Одна из наиболее очевидных возможных причин войны против СССР - недовольство Запада советским строем как таковым. При этом порой западные страны изображались как благодетели, готовые начать войну исключительно из симпатий к русскому народу. В этой связи упоминалось, например, что "для завоевания симпатии русских масс в России Англия взяла под свое покровительство православное духовенство". Иногда выражалась надежда, что нажим Англии заставит предоставить льготы частному капиталу.

Любое поражение революционного движения за рубежом, особенно если оно было связано, как в Китае, с вмешательством иностранных держав, трактовалось как единая кампания по наведению порядка: "Европейские государства сначала восстановили порядок в Германии, потом в Болгарии, сейчас восстанавливают в Китае и скоро примутся за Россию" - так расценивали ситуацию жители Акмолинской губернии в январе 1925 г. О том же, как следует из закрытого письма секретаря Троицкого окружкома в Уральский обком ВКП(б), говорили в феврале 1926 г. южноуральские казаки: события в Китае напрямую связывали с призывом в территориальные части и со дня на день ожидали всеобщей мобилизации. Впрочем, в том же письме делалась любопытная оговорка: "В массе казачества эта агитация не имеет успеха хотя бы уже потому, что сроки "мобилизаций" уже десятки раз проходят и ни в какой мере не подтверждаются".
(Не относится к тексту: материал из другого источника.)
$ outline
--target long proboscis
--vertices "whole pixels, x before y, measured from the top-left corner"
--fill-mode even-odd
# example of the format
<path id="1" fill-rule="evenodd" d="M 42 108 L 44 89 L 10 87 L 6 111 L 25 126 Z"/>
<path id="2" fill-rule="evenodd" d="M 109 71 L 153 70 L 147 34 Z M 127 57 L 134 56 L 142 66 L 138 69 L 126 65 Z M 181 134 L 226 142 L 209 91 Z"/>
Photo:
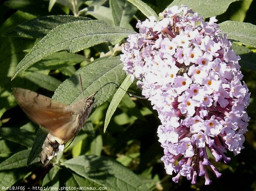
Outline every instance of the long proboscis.
<path id="1" fill-rule="evenodd" d="M 123 88 L 122 88 L 122 87 L 121 87 L 119 85 L 116 84 L 115 82 L 112 82 L 112 81 L 111 81 L 110 82 L 107 83 L 103 85 L 102 87 L 101 87 L 101 88 L 98 91 L 97 91 L 97 92 L 96 92 L 96 93 L 95 94 L 96 94 L 96 93 L 97 93 L 102 89 L 105 86 L 107 86 L 107 85 L 111 84 L 115 84 L 117 87 L 118 87 L 121 90 L 122 90 L 123 91 L 124 91 L 125 92 L 125 93 L 127 93 L 130 96 L 133 96 L 133 97 L 134 97 L 135 98 L 138 98 L 139 99 L 146 99 L 146 98 L 145 98 L 145 97 L 140 96 L 137 96 L 137 95 L 134 95 L 134 94 L 133 93 L 130 93 L 129 92 L 128 92 L 127 90 L 125 90 L 125 89 L 124 89 Z"/>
Постоянно сообщалось о том, что в цари намечают великих князей - то Кирилла, то Михаила, то Николая Николаевича (последний даже объявил будто бы об отмене всех налогов на 5 лет).

Избрание в 1925 г. нового немецкого президента (им стал П. фон Гинденбург) неожиданно породило целую волну слухов о том, что теперь и в России, которая, как и Германия, пережила революцию, будет избран президент. Новое слово неожиданно стало очень популярным (при этом часто делались оговорки, что президент, в сущности, тот же царь, только выборный, а значит справедливый). "У нас должно быть новое правительство, ибо Германия, Англия и Польша предложили Советской власти до 1 мая снять всех коммунистов, взамен же их избрать президента, в противном случае, если не будет избран президент, а коммунисты не сняты с должностей, то эти государства на Россию пойдут войной, а разбив ее установят выборного президента", - говорил крестьянин-середняк Балашов из Акмолинской губернии.

Следующая возможная причина войны - отказ большевиков от уплаты царских долгов и национализация иностранной собственности. "Франция требует с нас долги, а нам платить нечем, а раз мы не заплатим - будет война, а если уже будет война, то Франция победит. Вот тогда и вы заживете лучше, и мануфактура будет дешевле, и хлеб появится в достаточном количестве", - уверял односельчан бывший помещик Каверзнев из Калужской губернии.

Интеллигенция, отнюдь не просоветски, но патриотически настроенная, склонна была в качестве реальной причины будущей войны видеть стремление Запада расчленить Россию. Как отметил в своем дневнике в мае 1929 г. И.И. Шитц, "в газетах даже у нас уже сообщают о новом политическом мотиве, приписываемом Польше, а на деле весьма распространенном на Западе: пока Россия вооруженною рукой держит чужие страны - Кавказ, Ср. Азию, Украину - с чуждыми ей народами, военная опасность на Востоке не устранена. За этим мотивом нетрудно видеть стремление расчленить бывшую Россию, раз что она не идет в ногу с Европой, и расчленить на основе советского учения о самоопределении народностей. Почему, в самом деле, требовать ухода из Египта (ими высоко поднятого) и удерживать Украину, которой место в объединении с Галицией?" Относясь к числу пассивных, но несомненных противников Советской власти, Шитц не разделял радужных надежд части старой интеллигенции, связанных с ожиданием интервенции. Показательно следующее его утверждение (апрель 1930 г.): "Едва ли найдется "энтузиазм" для защиты нынешней власти. Найдется ли здоровое национальное чувство отбиваться от поляков, - или мы сведены будем к Руси Ивана Грозного, с тем чтобы уже долго не подняться?.." Можно предположить, что это "здоровое национальное чувство" (при отсутствии советского патриотизма как такового) разделялось значительной частью населения.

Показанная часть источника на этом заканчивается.